Camera

The OnePlus 2 features a 13-megapixel 1/2.6” OmniVision OV13860 CMOS sensor on the rear, featuring 1.3µm pixels that are larger than usual for a smartphone camera. It’s paired with an f/2.0 lens, optical image stabilization, a dual-LED flash, and laser-assisted autofocus. The camera captures 4160 x 3120 images in a native 4:3 aspect ratio by default.

On the front is a 5-megapixel 1/4” OmniVision OV5648 CMOS sensor with 1.4 µm pixels, paired with an f/2.4 lens. This camera captures 2592 x 1944 photos in a native 4:3 aspect ratio.

After using the OnePlus 2’s camera for a couple of weeks, my main thoughts are that it’s good without being outstanding. There is very stiff competition from the Samsung Galaxy S6 and the LG G4 in the smartphone camera space, and from what I’ve seen from the OnePlus 2, the camera isn’t good enough to reach the same levels as either of those devices. However it’s still a very capable camera, and should suit most people who aren’t willing to spend the extra money for a Samsung or LG flagship.

The OnePlus 2 camera is decent in outdoor conditions, although images are a little undersaturated compared to ‘real life’ and also to competing cameras. The camera seems to struggle the most in cloudy conditions, delivering shots that look somewhat washed out, but on better days you can get some great shots with acceptable contrast and dynamic range.

Fine detail from the 13-megapixel sensor is average, falling behind the G4 and Galaxy S6’s cameras mostly due to post processing algorithms that attempt to aggressively filter and denoise the OnePlus 2’s images. These algorithms, in combination with sensor deficiencies, lead to a loss of fine detail that’s especially noticeable in wide shots.

The camera performs well in indoor shots, producing photos that are well exposed and often (but not always) perfectly saturated. The larger pixels of the OV13860 gives the OnePlus 2’s camera a physical advantage in darker environments over the Galaxy S6, although the S6 does very well in moderately-lit conditions, often producing similar images with slightly better colors and slightly less grain. However there’s no doubting the OnePlus 2’s capabilities in these conditions, and I was mostly pleased with its results.

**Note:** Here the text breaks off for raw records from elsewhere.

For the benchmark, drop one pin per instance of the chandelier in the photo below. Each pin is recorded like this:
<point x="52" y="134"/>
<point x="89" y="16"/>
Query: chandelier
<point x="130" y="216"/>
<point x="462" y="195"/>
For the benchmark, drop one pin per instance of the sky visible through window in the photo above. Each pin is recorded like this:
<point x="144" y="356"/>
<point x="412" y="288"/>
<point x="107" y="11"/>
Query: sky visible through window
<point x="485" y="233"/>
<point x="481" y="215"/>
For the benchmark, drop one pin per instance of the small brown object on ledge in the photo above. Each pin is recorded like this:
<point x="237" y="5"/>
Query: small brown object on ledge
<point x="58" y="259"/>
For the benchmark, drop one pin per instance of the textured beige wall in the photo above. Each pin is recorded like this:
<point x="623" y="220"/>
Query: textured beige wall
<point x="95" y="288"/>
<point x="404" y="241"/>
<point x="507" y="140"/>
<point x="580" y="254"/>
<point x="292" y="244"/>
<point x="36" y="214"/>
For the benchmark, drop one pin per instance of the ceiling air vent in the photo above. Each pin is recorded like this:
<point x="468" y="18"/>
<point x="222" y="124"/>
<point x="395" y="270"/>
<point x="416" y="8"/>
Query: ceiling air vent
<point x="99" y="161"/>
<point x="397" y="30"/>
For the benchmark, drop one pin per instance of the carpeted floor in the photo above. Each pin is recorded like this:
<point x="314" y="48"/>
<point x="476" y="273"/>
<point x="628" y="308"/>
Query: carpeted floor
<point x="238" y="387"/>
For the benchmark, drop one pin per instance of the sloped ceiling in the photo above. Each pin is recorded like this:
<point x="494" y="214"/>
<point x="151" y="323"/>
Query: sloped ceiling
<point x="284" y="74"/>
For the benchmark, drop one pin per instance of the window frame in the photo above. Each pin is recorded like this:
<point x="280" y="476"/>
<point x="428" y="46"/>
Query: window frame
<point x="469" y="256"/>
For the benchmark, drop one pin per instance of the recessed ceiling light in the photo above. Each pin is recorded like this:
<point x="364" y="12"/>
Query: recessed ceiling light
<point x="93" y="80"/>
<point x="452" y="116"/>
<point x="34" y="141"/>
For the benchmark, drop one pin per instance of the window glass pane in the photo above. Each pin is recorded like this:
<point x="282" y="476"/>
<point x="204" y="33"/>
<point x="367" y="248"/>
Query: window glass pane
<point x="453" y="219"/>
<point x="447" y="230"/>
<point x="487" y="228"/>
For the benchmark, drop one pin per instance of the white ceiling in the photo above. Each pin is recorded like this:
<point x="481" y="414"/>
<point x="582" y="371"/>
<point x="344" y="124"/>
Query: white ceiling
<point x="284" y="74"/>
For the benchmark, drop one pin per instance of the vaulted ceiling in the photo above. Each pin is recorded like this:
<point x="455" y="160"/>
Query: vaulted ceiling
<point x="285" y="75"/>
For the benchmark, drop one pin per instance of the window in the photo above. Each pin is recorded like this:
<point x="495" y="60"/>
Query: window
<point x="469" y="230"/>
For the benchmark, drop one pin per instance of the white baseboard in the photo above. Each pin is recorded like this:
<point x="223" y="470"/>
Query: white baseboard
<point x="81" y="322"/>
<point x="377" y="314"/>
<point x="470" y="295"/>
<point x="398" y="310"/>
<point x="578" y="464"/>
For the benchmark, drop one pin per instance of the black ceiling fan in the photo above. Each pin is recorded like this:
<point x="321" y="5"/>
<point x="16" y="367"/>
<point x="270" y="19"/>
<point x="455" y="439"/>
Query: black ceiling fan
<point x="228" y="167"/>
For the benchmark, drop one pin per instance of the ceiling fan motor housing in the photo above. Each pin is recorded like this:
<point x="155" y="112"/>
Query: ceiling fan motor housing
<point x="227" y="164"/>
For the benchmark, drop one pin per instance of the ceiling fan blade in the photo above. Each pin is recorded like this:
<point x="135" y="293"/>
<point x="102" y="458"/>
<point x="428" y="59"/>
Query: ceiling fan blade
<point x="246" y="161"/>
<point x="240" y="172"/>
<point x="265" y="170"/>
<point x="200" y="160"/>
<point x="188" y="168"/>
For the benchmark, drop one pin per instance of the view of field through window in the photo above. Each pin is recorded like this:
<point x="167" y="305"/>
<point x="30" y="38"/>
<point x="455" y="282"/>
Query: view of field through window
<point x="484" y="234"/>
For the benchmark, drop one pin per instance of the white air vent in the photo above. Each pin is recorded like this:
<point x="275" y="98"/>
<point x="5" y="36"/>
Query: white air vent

Where the OnePlus 2 produces better images than the G4 and S6 is at night, where the larger pixels combined with OIS capture more light and thus produce photos with better illumination. Admittedly these night time photos aren’t as sharp as I would like, but this is definitely one of the better cameras I’ve seen for low-light photography.

The OnePlus 2’s camera app is acceptable, but it’s far from the best camera app I’ve seen. The interface is relatively clean, with a simple shutter button the left and some visible controls, and the camera is able to focus and capture photos quickly. However the video mode is bizarrely hidden away in a swipe-to-access menu, which makes changing from photo to video capture much slower than many other camera interfaces that have a record button right next to the main photo shutter.

The camera app also doesn’t come with a whole ton of functionality. You get an effective though somewhat slow HDR mode, ClearShot, a beauty mode, panorama, slow motion video, and time-lapse video, but no real options to change the exposure or any other camera settings. I’d like to see a manual mode here to take full advantage of the hardware, especially at night, similar to that found in competing smartphones.